But the cold lump in his chest knew the truth: They were already dead.

Fury welled up in him. He shot, anyway, wanting to kill another of them, wishing he had enough arrows to slaughter them all. He didn’t care what they had been before the world went mad. Farmers, hunters, fathers, brothers, sisters—he didn’t care.

He looked at Winna, saw the tear-brimmed eyes, the utter helplessness that was mirror to his own.

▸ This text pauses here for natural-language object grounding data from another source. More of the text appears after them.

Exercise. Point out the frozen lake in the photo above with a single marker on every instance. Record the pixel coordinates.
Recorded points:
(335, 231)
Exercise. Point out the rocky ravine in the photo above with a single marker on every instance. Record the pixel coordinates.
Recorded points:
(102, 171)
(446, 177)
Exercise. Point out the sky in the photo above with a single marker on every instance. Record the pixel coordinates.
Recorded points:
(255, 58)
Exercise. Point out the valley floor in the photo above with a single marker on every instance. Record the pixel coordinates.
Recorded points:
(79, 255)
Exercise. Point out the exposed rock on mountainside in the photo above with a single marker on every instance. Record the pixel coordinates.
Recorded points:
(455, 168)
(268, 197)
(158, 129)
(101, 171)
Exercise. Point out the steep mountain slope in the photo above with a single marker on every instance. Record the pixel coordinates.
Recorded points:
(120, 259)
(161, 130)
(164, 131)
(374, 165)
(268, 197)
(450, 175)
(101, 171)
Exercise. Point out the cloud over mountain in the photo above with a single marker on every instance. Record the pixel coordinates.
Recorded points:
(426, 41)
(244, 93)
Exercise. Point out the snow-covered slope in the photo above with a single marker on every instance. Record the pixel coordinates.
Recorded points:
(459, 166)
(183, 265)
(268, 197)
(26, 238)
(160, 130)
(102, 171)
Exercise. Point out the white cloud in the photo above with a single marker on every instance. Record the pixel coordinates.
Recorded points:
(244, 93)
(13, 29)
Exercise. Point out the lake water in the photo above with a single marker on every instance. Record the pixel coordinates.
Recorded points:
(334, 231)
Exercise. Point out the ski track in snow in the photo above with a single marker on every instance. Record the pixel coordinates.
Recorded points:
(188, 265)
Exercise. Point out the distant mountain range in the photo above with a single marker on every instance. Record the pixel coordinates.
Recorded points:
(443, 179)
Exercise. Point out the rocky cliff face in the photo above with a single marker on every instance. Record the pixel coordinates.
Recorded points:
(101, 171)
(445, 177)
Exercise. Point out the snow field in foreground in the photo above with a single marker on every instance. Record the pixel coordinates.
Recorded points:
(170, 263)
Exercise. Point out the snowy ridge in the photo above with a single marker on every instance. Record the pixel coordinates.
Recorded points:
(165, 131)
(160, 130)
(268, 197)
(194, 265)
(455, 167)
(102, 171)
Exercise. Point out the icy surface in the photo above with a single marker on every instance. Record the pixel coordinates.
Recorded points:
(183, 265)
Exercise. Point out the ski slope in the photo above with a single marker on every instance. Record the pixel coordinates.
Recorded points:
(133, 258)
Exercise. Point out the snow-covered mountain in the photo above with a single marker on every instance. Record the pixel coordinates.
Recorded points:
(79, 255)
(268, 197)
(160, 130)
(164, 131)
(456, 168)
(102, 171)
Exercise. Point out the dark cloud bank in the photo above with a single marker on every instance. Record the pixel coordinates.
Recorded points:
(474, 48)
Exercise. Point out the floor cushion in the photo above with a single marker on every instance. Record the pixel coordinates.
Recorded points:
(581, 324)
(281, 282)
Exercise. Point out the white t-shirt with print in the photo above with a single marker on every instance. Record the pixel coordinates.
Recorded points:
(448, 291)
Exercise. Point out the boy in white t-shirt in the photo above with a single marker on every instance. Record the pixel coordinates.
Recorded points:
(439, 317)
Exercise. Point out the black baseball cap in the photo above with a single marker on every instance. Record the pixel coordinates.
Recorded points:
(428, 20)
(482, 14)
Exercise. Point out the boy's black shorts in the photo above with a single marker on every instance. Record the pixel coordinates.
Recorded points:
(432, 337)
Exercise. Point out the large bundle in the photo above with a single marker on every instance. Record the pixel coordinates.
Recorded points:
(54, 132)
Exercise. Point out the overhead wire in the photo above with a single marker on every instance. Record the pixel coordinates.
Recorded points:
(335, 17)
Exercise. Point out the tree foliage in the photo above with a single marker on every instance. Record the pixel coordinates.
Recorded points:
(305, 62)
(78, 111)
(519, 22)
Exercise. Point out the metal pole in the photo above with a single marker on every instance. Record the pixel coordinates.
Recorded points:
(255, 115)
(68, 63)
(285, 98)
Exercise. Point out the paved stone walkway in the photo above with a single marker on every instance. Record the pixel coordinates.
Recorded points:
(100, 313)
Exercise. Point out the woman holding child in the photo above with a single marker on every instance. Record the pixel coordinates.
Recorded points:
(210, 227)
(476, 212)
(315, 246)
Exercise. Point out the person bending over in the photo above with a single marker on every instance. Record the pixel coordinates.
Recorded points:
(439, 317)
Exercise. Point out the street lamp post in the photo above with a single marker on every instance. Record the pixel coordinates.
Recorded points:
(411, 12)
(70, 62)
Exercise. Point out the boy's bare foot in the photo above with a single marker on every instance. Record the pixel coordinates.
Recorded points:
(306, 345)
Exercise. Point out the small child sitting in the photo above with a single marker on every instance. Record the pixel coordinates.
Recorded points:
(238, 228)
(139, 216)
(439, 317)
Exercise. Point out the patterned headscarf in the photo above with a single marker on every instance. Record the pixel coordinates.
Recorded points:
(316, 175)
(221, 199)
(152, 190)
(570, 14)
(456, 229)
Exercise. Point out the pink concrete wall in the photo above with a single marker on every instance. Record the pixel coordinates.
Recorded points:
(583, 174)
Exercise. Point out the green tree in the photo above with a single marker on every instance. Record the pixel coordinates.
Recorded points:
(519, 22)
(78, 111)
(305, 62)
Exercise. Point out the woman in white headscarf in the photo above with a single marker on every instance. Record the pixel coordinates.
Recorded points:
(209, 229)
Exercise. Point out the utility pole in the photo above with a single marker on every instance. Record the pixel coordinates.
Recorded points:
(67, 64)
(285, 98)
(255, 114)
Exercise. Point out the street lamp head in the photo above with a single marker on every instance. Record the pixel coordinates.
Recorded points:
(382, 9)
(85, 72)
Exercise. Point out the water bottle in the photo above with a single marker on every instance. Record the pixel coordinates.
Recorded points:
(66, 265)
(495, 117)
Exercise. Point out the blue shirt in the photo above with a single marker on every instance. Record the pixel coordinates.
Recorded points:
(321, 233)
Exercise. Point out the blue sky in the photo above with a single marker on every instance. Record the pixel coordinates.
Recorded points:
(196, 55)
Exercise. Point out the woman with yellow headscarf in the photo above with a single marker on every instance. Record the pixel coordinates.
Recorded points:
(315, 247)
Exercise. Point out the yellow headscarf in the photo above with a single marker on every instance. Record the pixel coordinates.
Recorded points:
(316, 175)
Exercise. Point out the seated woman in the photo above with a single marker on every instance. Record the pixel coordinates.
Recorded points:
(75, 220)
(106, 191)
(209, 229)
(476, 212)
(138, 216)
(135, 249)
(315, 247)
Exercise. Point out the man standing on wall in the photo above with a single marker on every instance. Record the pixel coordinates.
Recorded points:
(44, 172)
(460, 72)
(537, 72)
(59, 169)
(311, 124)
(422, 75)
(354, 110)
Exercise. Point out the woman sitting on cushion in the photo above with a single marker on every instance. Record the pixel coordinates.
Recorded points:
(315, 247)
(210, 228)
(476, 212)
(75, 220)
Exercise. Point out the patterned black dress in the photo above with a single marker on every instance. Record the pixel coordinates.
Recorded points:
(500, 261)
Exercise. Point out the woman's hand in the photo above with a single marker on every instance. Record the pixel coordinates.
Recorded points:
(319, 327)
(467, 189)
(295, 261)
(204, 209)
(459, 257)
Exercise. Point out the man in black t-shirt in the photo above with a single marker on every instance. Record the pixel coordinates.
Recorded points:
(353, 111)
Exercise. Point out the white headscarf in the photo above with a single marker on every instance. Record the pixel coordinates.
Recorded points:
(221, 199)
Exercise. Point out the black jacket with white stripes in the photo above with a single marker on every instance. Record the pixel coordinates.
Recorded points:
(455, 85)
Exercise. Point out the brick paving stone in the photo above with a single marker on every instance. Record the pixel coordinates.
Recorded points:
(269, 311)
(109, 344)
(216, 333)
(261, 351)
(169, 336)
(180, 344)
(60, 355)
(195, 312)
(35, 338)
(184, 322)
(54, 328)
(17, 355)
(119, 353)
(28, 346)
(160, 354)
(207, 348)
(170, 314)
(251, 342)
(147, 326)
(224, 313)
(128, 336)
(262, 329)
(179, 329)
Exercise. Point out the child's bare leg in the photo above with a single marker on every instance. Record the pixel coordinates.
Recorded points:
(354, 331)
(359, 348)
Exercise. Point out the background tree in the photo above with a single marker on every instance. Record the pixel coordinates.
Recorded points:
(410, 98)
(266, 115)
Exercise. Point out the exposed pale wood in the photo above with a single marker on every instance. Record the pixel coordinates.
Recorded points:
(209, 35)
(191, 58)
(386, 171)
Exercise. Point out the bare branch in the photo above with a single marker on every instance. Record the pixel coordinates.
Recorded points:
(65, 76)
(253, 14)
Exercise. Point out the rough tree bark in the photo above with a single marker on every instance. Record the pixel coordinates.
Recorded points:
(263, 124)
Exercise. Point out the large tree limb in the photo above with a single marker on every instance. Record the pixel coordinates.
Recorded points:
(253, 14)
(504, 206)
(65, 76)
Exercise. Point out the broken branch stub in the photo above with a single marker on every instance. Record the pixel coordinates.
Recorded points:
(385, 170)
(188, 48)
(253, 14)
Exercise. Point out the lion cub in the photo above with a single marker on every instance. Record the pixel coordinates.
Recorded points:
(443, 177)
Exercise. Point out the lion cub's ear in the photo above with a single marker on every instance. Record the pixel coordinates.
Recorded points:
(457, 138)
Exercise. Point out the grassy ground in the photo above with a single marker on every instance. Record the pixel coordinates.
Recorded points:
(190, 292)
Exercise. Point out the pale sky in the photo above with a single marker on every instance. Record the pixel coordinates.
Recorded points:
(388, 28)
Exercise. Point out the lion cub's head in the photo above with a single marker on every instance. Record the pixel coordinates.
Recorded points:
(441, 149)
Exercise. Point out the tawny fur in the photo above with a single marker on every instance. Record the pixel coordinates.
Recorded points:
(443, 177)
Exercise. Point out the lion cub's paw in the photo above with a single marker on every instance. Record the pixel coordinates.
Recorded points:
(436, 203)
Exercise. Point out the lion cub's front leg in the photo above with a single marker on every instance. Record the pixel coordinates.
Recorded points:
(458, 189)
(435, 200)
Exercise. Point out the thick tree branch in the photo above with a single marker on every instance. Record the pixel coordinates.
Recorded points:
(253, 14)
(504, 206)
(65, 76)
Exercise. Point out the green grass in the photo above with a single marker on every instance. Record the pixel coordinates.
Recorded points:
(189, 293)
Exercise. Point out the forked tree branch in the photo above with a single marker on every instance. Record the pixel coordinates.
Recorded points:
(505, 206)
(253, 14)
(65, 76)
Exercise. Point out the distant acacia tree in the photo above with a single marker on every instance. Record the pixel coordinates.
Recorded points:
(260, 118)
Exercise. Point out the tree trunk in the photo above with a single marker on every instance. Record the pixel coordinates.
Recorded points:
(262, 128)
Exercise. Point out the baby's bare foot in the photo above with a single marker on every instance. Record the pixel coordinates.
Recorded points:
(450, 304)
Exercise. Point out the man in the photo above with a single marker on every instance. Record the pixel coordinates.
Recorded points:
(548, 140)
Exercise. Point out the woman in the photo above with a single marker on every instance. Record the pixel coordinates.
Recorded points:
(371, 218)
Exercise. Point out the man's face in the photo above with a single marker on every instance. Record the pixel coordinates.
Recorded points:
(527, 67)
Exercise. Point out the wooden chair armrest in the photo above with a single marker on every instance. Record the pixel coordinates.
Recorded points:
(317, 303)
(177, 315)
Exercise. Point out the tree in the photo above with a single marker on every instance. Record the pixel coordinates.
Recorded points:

Her gaze pleaded for him to do something.

His survival instinct made him turn to use his last few arrows on those slinders who still would be climbing up after them, but to his surprise he realized that they were gone. As he watched, the last of their attackers leapt from the tree, and like a wave retreating after it runs up a shingle, the mass of grotesque bodies flowed away into the twilight.

In but a few heartbeats, there was only the hushed sound of them retreating through the forest.

Aspar continued to crouch, staring after them. He felt incredibly tired, old, and lost.

“It’s snowing again,” Winna said sometime later.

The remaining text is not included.